Shraer herself participated in an LP training and taped the goings-on, as the article describes;
“In secret recordings by the BBC, coaches can be heard telling patients that almost anyone can recover from long Covid by changing their thoughts, language and actions.
“Over three days on Zoom, the course taught the ritual that forms the basis of the programme. Every time you experience a symptom or negative thought, you say the word ‘stop.’ make a choice to avoid these symptoms and then do a positive visualisation of a time you felt well.
“You do this while walking around a piece of paper printed with symbols – a ritual the BBC was told to do as many as 50 times a day…
“The coach on the course we attended said ‘thoughts about your symptoms, your worry about whether it’s ever going to go – that’s what keeps the neurology going.’
“‘Being in those kind of thoughts is what’s maintaining your symptoms,’ the coach said. ‘They’re not caused by a physical thing any more.’”
Ok! Good to know that the LP therapist determined that there is no “physical thing” happening anymore! It’s all your thoughts!
In an interesting turn of phrase, Phil Parker, the osteopath and faith healer who created the Lightning Process, accused the BBC reporters of paying too much attention to “the anti-recovery activists.” I didn’t realize, of course, that pointing out the scientific flaws in expansive claims about a curative treatment was considered equivalent to membership in an “anti-recovery activism” movement—but there it is, straight from Phil Parker.
In considering anything that Parker says, I think it’s important to keep in mind that he had previously claimed he could step into people’s bodies in order to diagnose their medical ailments. If trashing the LP’s scientific claims makes me an “anti-recovery activist,” I guess I should own that insult proudly.

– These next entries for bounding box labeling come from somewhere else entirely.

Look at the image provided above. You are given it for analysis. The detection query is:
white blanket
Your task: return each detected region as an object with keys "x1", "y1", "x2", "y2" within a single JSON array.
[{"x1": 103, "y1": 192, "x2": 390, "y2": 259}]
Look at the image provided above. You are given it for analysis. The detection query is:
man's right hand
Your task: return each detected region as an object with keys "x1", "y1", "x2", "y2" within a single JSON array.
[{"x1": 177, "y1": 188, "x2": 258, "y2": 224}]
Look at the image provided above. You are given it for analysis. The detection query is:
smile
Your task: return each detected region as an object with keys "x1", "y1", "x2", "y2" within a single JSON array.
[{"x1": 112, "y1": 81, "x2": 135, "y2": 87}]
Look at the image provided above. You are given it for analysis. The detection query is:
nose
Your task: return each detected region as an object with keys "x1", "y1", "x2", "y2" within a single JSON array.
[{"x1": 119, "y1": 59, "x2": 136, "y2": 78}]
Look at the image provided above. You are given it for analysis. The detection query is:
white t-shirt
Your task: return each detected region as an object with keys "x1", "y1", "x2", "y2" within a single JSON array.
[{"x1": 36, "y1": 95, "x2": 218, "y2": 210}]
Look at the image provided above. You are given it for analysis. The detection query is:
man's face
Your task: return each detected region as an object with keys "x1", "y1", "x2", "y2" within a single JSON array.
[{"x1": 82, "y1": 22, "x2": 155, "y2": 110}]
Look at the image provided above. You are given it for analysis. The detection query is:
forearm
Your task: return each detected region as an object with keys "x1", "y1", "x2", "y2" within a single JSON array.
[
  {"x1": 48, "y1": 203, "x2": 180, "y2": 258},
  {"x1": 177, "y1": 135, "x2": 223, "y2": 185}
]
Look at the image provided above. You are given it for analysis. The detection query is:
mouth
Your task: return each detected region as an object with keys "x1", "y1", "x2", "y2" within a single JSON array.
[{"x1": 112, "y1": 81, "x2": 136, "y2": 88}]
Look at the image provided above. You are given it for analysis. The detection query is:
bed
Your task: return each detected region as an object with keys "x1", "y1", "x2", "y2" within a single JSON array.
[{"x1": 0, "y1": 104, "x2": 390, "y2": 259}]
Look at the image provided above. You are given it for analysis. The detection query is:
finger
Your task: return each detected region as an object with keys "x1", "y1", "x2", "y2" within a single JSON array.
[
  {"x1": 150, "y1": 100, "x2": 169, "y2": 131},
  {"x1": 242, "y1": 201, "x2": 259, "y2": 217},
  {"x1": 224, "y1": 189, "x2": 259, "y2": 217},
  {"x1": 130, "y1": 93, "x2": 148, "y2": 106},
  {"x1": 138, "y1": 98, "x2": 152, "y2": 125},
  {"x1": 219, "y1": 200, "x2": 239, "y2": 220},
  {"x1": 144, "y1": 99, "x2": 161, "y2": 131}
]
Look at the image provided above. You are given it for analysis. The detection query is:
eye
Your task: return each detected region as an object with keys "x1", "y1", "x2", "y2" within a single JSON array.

For the project, Shraer also interviewed Danny Altmann, an immunologist at Imperial College London; Camilla Nord, a neuroscientist at the University of Cambridge; and Binita Kane, a respiratory physician at University of Manchester. Also included, as a necessary component to ensure balance, was a fan of the LP—a patient who reported full recovery after taking the program. While these accounts of success are hard to explain based on the science, they still deserve a place in the LP narrative.
This was a well-done project. Kudos to Shraer and Paul Grant, her producer.